A psychiatric court board declared Dragomir Parovic able to stand trial for taking part in the massacre of some 1,000 Bosniaks on July 13, 1995, two days after the genocide in nearby Srebrenica, the Beta news agency reported on Friday.
Parovic slit his wrists in May and was hospitalised, causing the delay in the trial which resumed on Friday.
“Dragomir Parovic is capable of understanding the procedures and consequences, and to follow the trial on his own or with an attorney's help,” the board’s finding said.

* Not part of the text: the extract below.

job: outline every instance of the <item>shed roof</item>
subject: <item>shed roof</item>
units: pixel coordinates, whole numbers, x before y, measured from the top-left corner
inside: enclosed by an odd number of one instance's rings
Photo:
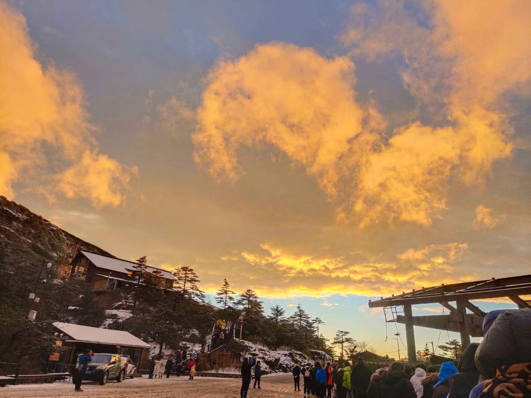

It added Parovic was “oriented in all directions with clear memory and thinking.”
His defence lawyer Vladimir Petronijevic asked for more time to study the board’s findings, but the court rejected another delay.
The trail continued behind closed doors with the hearing of a protected witness.
The indictment said that Parovic was among some other Serbs who together with the unidentified members of the Serb entity Republika Srpska’s Special Brigade, killed 1,313 Bosniaks from the nearby Srebrenica, a UN-safe zone until July 11, when the Bosnian Serbs’ army overran it.
The Kravice massacre took place in Kravice's farmhouse two days after the Srebrenica genocide. The trial started on February 6, 2017. The defendants pleaded innocent and remain free during the trial.